The Secular and the Sacred

Final alumni art show looks at religious themes

Students+admire+the+work+of+Biola+alumni+during+the+last+art+show+of+the+semester+before+the+senior+show+begins.

Photo by Lehua Kamakawiwoole

Students admire the work of Biola alumni during the last art show of the semester before the senior show begins.

Biola alumni students opened their fifth and final Art Alumni Exhibition starting this past Tuesday, Feb. 26, and it will be on display until Thursday, March 20. The opening reception was on Tuesday from 7 p.m. to 9 p.m.

The theme, “Through a Glass Dimly,” focuses on spiritual and religious themes in art, and the works of the participants, such as Jonathan Anderson, exhibits this. Anderson, now serving in his second year as a full-time professor at Biola began teaching after completing his Master of Fine Arts (MFA) from CSU Long Beach. His paintings, which center on how visual language is functioned, illustrates a “seemingly realistic ‘space’ opened up by the representation,” a space with “genuine depth” such as a chapel or a landscape. This space, however, seems closed up by the fact that the ‘space’ is only “representational” rather than being “an actual one.”

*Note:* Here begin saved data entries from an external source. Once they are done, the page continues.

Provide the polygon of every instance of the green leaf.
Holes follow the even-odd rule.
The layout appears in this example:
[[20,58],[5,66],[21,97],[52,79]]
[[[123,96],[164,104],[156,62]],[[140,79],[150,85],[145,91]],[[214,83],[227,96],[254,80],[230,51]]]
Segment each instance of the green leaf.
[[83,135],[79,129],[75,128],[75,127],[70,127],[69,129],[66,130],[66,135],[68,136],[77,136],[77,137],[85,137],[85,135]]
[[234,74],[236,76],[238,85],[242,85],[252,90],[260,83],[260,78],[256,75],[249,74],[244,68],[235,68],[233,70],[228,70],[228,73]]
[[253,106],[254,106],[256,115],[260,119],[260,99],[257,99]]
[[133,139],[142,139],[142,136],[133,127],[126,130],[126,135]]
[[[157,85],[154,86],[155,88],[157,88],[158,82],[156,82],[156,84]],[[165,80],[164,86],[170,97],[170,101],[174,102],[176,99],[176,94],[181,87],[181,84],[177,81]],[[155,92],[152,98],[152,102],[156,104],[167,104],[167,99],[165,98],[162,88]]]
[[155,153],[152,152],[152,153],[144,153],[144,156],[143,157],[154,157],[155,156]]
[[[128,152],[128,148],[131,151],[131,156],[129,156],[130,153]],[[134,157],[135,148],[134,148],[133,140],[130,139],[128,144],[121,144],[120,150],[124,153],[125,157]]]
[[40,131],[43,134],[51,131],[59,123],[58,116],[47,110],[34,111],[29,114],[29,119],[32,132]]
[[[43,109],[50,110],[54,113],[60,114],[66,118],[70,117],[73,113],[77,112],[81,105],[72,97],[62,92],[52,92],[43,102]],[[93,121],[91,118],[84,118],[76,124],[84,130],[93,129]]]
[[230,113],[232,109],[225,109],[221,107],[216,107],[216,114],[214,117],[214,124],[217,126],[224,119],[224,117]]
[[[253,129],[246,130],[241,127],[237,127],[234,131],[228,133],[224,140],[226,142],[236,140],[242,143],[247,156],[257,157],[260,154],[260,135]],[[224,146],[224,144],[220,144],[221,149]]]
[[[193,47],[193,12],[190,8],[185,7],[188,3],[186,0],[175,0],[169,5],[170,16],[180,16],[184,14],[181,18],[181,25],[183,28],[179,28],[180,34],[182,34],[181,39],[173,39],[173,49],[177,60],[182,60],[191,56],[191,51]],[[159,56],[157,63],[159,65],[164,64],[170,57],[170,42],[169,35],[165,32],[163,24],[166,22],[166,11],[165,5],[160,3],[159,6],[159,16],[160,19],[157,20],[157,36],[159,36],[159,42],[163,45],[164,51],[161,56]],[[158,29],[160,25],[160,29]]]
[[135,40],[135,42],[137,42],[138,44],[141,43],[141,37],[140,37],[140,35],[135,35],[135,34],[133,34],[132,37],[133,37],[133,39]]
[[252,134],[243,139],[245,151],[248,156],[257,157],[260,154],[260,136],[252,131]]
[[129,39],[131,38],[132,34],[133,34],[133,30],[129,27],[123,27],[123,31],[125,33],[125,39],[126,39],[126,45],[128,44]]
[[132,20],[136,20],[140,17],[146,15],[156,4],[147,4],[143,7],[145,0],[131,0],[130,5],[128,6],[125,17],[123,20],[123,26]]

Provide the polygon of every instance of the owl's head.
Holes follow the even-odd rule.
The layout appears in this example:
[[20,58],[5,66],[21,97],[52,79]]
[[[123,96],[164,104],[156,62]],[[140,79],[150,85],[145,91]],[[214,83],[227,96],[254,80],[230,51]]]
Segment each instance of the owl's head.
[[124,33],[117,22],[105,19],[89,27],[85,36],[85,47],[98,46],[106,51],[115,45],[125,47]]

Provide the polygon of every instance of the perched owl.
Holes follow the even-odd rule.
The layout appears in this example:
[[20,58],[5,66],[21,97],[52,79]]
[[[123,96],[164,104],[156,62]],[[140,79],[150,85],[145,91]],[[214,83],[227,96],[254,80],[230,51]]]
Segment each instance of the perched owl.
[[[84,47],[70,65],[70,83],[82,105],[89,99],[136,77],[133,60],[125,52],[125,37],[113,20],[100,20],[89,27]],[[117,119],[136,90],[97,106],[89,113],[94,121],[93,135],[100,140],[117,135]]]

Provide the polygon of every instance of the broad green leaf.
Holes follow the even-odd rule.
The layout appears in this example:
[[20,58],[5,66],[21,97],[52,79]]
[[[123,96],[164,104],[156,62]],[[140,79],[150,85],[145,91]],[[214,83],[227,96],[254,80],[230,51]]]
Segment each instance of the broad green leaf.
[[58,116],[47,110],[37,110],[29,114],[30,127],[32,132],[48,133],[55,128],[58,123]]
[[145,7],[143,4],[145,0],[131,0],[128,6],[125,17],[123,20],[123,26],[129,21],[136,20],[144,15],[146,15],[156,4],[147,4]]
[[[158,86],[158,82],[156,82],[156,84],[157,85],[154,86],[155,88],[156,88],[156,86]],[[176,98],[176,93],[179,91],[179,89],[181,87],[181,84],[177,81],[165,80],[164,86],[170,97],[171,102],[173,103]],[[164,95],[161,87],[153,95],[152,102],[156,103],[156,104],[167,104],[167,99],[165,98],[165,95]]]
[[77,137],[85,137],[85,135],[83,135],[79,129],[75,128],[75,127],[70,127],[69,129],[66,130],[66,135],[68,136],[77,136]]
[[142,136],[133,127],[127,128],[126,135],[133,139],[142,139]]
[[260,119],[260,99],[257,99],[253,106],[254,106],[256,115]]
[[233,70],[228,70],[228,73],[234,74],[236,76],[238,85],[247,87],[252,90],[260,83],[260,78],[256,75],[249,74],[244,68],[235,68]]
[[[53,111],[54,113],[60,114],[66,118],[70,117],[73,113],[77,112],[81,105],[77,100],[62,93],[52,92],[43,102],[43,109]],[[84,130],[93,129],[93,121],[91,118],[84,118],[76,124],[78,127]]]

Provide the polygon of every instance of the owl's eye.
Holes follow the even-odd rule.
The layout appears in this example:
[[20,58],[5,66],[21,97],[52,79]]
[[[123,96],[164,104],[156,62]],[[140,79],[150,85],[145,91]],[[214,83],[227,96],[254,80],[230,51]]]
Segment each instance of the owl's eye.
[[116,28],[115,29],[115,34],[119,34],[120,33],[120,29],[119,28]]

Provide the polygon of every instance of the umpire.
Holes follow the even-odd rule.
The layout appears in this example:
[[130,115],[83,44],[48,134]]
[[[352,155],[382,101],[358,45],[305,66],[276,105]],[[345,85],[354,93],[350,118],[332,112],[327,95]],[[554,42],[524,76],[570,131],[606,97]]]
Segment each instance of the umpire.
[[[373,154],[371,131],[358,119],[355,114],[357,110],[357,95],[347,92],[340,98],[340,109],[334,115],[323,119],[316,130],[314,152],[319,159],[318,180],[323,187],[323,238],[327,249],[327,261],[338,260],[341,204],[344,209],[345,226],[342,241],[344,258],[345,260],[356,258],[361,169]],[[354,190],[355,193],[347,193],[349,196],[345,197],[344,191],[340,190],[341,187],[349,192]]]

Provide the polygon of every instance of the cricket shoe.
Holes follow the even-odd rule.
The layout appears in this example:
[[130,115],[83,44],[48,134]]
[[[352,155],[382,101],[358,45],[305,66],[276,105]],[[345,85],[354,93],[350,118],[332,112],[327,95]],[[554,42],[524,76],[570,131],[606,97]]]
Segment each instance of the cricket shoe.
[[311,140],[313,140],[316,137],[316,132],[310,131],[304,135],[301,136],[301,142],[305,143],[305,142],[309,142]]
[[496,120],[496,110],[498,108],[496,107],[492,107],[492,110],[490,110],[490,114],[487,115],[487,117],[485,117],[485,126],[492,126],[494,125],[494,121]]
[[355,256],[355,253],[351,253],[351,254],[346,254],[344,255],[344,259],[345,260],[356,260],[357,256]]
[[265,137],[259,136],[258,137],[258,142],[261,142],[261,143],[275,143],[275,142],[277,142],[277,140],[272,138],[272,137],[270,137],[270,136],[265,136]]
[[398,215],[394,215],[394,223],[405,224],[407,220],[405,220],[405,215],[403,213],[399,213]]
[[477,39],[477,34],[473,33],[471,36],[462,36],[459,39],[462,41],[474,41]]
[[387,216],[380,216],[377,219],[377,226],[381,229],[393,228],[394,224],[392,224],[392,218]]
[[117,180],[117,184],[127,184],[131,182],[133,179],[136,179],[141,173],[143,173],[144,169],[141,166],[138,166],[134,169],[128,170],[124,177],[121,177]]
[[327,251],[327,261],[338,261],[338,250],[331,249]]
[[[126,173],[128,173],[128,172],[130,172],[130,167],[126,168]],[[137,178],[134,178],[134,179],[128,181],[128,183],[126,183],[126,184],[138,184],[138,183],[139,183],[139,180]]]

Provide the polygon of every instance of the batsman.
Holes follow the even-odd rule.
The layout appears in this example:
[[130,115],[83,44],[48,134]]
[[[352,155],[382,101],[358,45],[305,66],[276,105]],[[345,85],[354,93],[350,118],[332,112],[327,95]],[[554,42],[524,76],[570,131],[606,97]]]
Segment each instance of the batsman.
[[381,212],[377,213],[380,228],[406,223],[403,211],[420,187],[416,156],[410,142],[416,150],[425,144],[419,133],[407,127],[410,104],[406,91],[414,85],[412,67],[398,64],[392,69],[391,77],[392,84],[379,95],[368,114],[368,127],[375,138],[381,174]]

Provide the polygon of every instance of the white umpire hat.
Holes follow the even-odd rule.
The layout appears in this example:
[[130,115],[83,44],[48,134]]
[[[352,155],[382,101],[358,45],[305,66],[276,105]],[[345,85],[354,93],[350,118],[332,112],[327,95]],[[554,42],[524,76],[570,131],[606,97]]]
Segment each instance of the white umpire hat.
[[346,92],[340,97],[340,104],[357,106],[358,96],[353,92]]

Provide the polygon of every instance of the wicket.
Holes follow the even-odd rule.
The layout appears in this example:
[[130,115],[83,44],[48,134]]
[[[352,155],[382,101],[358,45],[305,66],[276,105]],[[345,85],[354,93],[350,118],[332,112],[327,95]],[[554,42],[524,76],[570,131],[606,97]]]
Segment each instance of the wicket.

Anderson believes it is “vital that we speak about God” and that the necessity to continue “speaking and struggling to articulate” in theological language is also important. He is now very pleased to see his fellow alumni begin their new journeys with art outside of Biola.

“I’m looking forward to seeing … how they have been grappling with life through the medium of the visual arts,” Anderson said.

Kurt Simonson, who graduated in 2000 and taught high school photography for three years, received his MFA degree from Long Beach State and is currently serving as the assistant professor of photography at Biola. In addition, Simonson has been a part of all five of the alumni art shows in many various ways. However, in the most recent one, Simonson’s photography was chosen by Art Director Barry Krammes, just like it was during the second exhibition.

Simonson’s photography in this exhibition includes “diptychs” — two-panel scenes that “juxtapose fractions of old religious paintings with photographs from everyday life.” Simonson says he strives to indicate the “tensions” and “complexities” in life, asking questions such as, “Are contemporary scenes made more ‘sacred’ because of the presence of the religious scenes or vice versa?”

Brieanna Radford, however, will graduate this May. During fall 2006, Radford completed her studies at the New York Center for Arts and Media Studies (NYCAMS), where she first started on her piece, “The Meditation Box.” Radford was then asked to display a piece, “concerning the necessity for mediation in spiritual health.” Impressed by this piece, Krammes believed it would fit well with the show. “The Meditation Box” involves the “spiritual discipline of meditation in spiritual growth,” according to Radford. She said Christians need moments of silence, but that they often “shy away” from them due to the “emphasis” that Buddhism places on meditation. Therefore, Radford’s “Meditation Box” is created in order to “provide a space to pursue that silence” and also to “provoke thought of the hunger for meditation in daily spiritual life.”

As the alumni commence their fifth and last art exhibition, Biola continues to look forward to more projects of their students to display and “impact the world” with the gifts God has granted them.